Consideraciones finales

Se ha tratado de aclarar en lo posible las dudas y objeciones formuladas al artículo-objetivo (Pardos, 2017) que más afectan al planteamiento general en él desarrollado. No se ha entrado en el tema ulterior de los componentes estructurales del lexicón de la teoría minimalista de Chomsky (1999 [1993]), al no haberse formulado objeciones a esta cuestión en los artículos-comentario.

Como conclusión de todo lo expuesto hay que pensar que queda mucho por hacer en relación con el estudio de las imágenes sonoras, particularmente con los sonidos del habla. Aunque la psicolingüística ha sido y es pionera en este campo, la integración del componente acústico del circuito interno del habla descrito por Saussure, es decir, el sonido en su fase o estado de imágenes, podría aportar nuevas perspectivas si se contempla a partir de las propuestas de Kosslyn y colaboradores (1996 [1979]) en su modelo experimental de las imágenes, siempre y cuando tal modelo se desarrolle también en su vertiente sonora.

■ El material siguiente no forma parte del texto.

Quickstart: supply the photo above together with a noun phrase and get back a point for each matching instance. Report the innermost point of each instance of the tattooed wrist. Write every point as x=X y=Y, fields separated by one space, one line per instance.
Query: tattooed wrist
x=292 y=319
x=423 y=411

Gabucio (2017:3. Conclusiones) afirma que el hecho de que no existan experimentos equiparables entre imágenes sonoras y figurales “por algo será”, aunque no concreta finalmente cuál pueda ser el motivo. Una de las posibles explicaciones, aplicadas en este caso al pensamiento y al lenguaje, podría deberse a que “el estudio del lenguaje interno plantea dificultades y problemas metodológicos de gran alcance, que probablemente desaniman, en muchos investigadores, su posible interés por él” (Belinchón et al., 2000:229); otra causa podría hallarse en el déficit de desarrollo empírico de los conceptos apuntados ya por Saussure, que, al parecer, no recibieron la atención merecida, ni siquiera por parte de importantes autores de la psicología contemporánea.